On prétend que la dégradation de la relation entre l’Algérie et l’Espagne a profondément affecté la filière. Quelles sont les raisons, selon vous ?
En effet, la filière subit les perturbations provoquées par l’interdiction de Domiciliation bancaire pour la matière première, achetée chez des fournisseurs espagnols depuis le 9 juin 2022. Cela oblige les opérateurs de la filière à rechercher ailleurs qu’en Espagne de nouveaux fournisseurs, chez les Italiens, les Portugais ou les Turcs, par exemple. Il s’agit de combler le transfert de technologie maîtrisée avec l’Espagne qui peut prendre 6 à 12 mois d’adaptation et de mise en conformité pour les essais de laboratoire. Nous respectons les décisions politiques de notre pays et souhaitons trouver des solutions alternatives pour ne pas mettre en danger notre activité économique et préserver les emplois dans notre filière qui est programmée pour obtenir les meilleures performances dans la politique de notre pays pour encourager les exportations hors hydrocarbures.

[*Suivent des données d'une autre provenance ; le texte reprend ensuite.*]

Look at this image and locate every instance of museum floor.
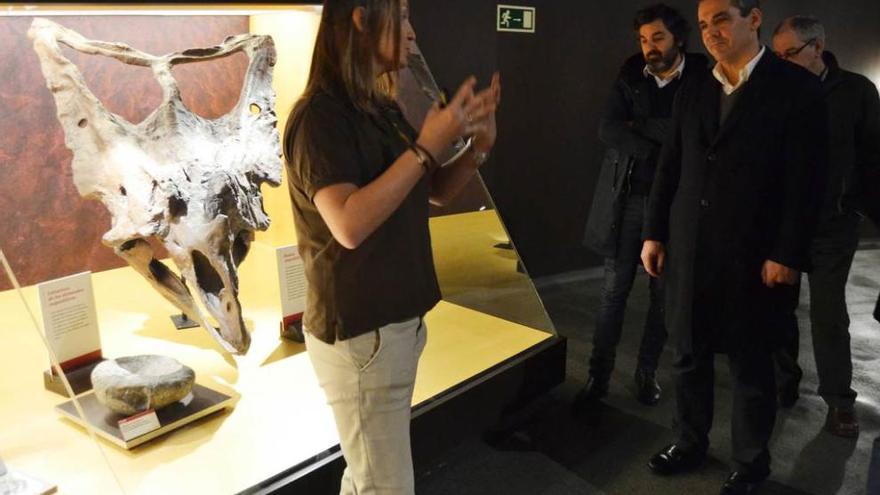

La nouvelle loi sur l’investissement a été promulguée, ses textes d’application sont en cours d’élaboration. Qu’en attendez-vous au juste ?
La filière est aujourd’hui une fierté pour notre pays en qualité et quantité, standards internationaux, et ISO 9000 en management. C’est une réalité à souligner en cette période d’anniversaire de l’Indépendance nationale. Un moment idéal pour le rappel de notre ambition de performer notre économie et devenir un pays émergent. Le marché national peut absorber les 200 millions de mètres carrés des besoins exprimés avant la Covid et le reste doit être impérativement exporté avec un plan de consolidation et d’encouragement de la part du Gouvernement algérien, avec la logistique et la convertibilité du commerce extérieur et des transactions financières et bancaires en urgence.
La céramique algérienne peut atteindre des objectifs en exportations aussi élevés que le ciment, les aciers et l’agroalimentaire, si toutes les conditions adéquates sont réunies dans la nouvelle loi sur les investissements, comme convenu lors des discussions et propositions que toutes les organisations patronales ont suggérées au Gouvernement avant la promulgation de la loi.